We hit the trail and were in a few moments on the river. It was so high! The last few weeks I walked out to islands, the low water level allowing me to follow rocks from island to island. Today the river was the highest I'd ever seen it (in my 4-5 weeks of experience with the Fox.. which is nothing..) and it was moving quite quickly. It did make it easy to see all the different kinds of flowing water; of course I'm still not sure about the vocabulary. There were fast moving parts, slow moving parts, and parts that slowed due to obstructions on or below the water. There were some areas where the water went in a circle, at times flowing upstream. That's pretty crazy!

I tied on a 1/16oz jighead with a 4" white twister tail - seems to be the surefire lure for the river - and I think Leo had a spinner or a spoon. I stepped out into the water, walking on rocks that quickly descended into deeper water- I found a hump that was only a few inches under water, about 10' out from shore. I stood on that, giving me a good location from which to cast. Leo was on the shore, casting out to the river.

Bewildered by the complex water flow patterns I was seeing, and not sure where I should cast, I tried to get my lure in the fast moving water and retrieve it so it went through the slower moving water. My first cast I was quickly reminded of how frustrating it can be to cast, and then immediately have your lure shot like a rocket downstream, away from your target. Second cast, I threw it upstream, so it would go where I was hoping there'd be fish. Third cast, I did the same, then let it drop to the bottom in slower moving water between two faster moving sections. At first I thought I snagged a branch, but as soon as I saw the fish launch from the water in an explosion of bubbles and spray, I knew I had a fish on!

"Fish! Fish! FISH!" I shouted. Looking back, I tend to yell a lot when I get a fish on. It's very exciting for a new fisherman like myself.

Leo came over to see the excitement. I knew what the fish was- it was a smallie! And a big one too, at least for me. I knew their pattern's now, and had an idea how they fought. This was no ordinary bass: this was a muscular, ripped, aggressive river smallmouth bass. After a few runs up and downstream, toward me and away from me, my drag complaining, I was able to reel it in and get it over land. On the third try I was able to lip it, as it violently shook its tail trying to swim through the air.

This was a heavy bass!
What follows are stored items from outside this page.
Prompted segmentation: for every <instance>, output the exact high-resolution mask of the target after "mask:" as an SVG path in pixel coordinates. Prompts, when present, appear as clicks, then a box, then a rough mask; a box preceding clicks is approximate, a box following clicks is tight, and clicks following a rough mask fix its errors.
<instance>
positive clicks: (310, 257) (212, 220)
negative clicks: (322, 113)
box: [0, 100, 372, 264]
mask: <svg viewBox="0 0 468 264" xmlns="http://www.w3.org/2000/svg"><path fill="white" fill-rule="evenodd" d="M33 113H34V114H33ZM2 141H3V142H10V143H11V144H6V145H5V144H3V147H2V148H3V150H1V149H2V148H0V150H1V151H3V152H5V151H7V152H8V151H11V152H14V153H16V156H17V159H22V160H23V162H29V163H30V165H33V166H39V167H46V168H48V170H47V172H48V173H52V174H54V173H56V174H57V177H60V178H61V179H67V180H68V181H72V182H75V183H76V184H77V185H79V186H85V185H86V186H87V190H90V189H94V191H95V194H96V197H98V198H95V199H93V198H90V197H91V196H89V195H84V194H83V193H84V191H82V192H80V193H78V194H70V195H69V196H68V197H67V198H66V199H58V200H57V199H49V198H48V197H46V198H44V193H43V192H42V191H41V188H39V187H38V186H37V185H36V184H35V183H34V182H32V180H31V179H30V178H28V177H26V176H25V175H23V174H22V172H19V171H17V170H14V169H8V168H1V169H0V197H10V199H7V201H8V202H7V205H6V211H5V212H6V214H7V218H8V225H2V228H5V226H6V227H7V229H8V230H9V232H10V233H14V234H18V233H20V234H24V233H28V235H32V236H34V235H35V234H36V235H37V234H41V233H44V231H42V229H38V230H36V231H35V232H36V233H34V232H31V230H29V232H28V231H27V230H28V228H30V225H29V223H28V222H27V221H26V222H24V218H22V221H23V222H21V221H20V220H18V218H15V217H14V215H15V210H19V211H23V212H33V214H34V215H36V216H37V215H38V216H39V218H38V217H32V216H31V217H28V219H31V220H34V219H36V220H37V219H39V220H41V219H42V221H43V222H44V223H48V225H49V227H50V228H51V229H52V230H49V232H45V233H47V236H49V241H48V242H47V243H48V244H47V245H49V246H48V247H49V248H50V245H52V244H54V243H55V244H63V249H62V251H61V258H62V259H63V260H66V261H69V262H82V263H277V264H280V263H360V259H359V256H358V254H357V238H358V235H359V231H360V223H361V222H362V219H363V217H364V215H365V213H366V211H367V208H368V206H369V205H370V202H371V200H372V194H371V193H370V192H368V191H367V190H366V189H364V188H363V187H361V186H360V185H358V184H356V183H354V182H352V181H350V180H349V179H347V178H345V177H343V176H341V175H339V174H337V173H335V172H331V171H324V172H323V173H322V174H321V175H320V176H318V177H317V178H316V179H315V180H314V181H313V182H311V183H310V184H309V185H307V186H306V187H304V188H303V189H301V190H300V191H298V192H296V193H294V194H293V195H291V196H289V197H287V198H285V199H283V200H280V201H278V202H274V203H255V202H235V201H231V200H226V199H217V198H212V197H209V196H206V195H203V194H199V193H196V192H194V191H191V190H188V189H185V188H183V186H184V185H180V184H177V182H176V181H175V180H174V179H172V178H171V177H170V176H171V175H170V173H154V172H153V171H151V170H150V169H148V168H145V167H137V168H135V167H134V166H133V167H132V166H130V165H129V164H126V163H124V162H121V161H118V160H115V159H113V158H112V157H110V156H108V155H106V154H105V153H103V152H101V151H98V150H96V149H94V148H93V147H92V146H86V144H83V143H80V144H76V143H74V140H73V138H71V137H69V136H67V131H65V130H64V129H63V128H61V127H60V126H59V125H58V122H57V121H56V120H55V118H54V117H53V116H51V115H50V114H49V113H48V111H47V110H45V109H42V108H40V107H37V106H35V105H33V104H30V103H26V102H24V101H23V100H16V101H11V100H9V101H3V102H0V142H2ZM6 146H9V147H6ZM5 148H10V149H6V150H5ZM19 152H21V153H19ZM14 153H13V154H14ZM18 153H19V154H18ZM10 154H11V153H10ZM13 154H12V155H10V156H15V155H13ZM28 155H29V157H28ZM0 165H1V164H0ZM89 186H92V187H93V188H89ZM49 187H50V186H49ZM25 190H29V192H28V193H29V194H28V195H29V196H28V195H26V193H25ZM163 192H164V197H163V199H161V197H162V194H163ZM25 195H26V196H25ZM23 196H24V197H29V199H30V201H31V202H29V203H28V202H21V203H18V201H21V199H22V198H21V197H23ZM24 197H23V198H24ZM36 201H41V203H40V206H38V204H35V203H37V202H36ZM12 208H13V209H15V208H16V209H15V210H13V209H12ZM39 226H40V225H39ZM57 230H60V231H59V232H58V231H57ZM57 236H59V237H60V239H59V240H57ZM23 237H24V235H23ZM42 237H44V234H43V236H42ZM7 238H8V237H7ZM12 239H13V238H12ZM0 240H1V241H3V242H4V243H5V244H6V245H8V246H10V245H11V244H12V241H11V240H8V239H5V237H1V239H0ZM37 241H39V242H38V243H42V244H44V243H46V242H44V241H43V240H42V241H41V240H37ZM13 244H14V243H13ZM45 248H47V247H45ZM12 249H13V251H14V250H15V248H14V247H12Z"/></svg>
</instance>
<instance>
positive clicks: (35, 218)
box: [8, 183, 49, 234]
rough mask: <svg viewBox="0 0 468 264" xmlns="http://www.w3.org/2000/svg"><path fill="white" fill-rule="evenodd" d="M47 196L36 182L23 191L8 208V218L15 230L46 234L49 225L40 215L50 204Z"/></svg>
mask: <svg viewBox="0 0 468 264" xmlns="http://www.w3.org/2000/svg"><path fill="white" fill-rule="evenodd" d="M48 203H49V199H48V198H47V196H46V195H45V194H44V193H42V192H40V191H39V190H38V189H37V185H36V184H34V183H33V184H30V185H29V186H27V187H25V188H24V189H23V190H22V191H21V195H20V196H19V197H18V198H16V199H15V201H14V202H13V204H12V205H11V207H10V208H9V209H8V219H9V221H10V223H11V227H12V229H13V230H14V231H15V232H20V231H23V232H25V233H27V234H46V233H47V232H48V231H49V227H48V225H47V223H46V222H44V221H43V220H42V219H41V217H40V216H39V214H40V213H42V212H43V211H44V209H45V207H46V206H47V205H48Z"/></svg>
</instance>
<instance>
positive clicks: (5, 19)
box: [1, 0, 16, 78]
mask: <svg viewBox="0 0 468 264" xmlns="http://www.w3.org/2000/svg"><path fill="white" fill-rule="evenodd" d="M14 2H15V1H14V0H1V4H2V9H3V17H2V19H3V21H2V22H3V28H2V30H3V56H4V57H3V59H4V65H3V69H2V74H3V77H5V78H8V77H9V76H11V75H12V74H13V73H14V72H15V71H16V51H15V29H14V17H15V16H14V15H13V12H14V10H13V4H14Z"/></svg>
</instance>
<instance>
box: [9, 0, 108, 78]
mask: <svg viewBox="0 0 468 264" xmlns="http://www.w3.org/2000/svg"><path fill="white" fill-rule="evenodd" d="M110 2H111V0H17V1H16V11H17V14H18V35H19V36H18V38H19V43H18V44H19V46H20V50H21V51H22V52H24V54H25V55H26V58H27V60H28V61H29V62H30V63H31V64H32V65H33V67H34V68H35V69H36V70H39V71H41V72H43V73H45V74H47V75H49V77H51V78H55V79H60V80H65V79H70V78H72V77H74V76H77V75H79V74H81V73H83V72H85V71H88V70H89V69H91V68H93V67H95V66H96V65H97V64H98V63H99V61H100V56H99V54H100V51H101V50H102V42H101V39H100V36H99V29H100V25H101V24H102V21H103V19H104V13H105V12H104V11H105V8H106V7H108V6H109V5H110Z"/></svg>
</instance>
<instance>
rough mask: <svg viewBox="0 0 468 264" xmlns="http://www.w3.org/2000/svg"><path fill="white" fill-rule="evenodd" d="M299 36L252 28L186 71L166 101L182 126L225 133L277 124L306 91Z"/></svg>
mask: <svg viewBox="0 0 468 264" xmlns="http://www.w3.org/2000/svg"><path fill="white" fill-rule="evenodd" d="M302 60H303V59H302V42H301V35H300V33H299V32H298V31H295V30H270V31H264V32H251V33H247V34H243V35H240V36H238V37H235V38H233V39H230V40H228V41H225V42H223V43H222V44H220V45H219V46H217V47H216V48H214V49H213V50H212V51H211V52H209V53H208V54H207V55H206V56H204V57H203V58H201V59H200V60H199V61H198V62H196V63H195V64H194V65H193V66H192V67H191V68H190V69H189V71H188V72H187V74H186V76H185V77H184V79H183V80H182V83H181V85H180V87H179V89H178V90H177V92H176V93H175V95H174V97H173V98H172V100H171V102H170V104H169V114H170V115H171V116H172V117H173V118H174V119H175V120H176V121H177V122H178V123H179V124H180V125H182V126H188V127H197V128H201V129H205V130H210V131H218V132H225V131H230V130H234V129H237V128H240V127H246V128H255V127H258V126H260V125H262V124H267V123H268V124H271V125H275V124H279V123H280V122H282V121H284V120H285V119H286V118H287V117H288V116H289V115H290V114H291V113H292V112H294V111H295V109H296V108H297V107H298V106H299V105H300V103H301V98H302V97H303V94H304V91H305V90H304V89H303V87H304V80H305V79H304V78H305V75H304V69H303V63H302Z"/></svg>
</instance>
This was by far the biggest smallie I'd caught, perhaps ever, and seemed like the strongest. I stood there admiring the green patterns of this fighter, astonished that a big fish like that went for a tiny little twister tail. I wondered if it had to do with its tiny mouth (i.e. small mouth) or it was stocking up for winter.

Nice smallie! Biggest one I've ever caught
Either way, I caught it! I snapped some pictures, ecstatic, and carefully released it back into the flowing water. In the blink of an eye, with an incredibly strong tail movement, it was gone.

I was really happy for a few reasons- being the psuedo-fish-guide, I had successfully found a spot with at least one fish for my out-of-town guest! If there was one smallie, maybe there would be more, and Leo could hook one. He said he didn't think he'd ever caught a smallie. I really hoped he would today!

Turns out, it was not to be. As the sun moved lower and lower in the sky, and we tried a variety of presentations (twisters, inline spinners, tube jigs, etc) it became clear our outing was a one fish outing. I felt bad Leo hadn't caught any, but there was always next time. After many lost lures, many broken lines, and many hopeful hits that turned out to be tree branches, we had to go. A phone call from my lovely wife got us quickly packing up our gear and heading toward the mini.

A great, short outing; at least we hadn't been skunked! Perhaps there would be more fishing in our future- Leo was legal for another 20 or so hours....


  1. Looks like it's about three feet long!